Außer den Anhängern der Stände und der Geistlichkeit, außer den Freunden der Demokratie, die aber durch die vorgestern erfolgte Entwaffnung des Generals van der Mersch den empfindlichsten Stoß erlitten haben, gibt es hier noch eine starke kaiserliche Partei, wozu besonders die reichsten Bankiers und Handlungshäuser gehören. Bisher blieben sie hinter der Larve der Demokratie versteckt; allein jetzt ist es gar nicht unwahrscheinlich, daß selbst die eifrigsten Freunde der Volksfreiheit lieber mit den Royalisten die Wiederkehr des alten Systems zu befördern suchen, als unter dem eisernen Scepter der Stände länger geduldig leiden werden.
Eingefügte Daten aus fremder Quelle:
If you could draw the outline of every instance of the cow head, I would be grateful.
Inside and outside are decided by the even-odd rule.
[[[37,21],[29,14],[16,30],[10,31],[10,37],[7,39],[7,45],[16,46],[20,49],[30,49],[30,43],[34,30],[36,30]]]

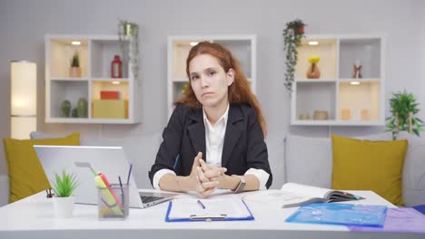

Diese Gesinnung ist wenigstens bei allen Freunden der hohen Häuser Aremberg und Ursel offenbar; sie geben sich kaum noch die Mühe, sie zu verhehlen. Diese beiden Häupter des niederländischen Adels haben sich jederzeit standhaft gegen die Usurpation der Stände erklärt und die Volkspartei mit Enthusiasmus ergriffen; nie haben sie den Ständen den Huldigungseid, wozu man sie bereden wollte, abgelegt und der flüchtige Gedanke einiger Patrioten, dieser Familie den belgischen Fürstenhut zu ertheilen, so fern es auch von der Ausführung war, beruhte wenigstens auf einer wirklichen Anerkennung ihrer persönlichen sowol als ihrer angestammten Vorzüge.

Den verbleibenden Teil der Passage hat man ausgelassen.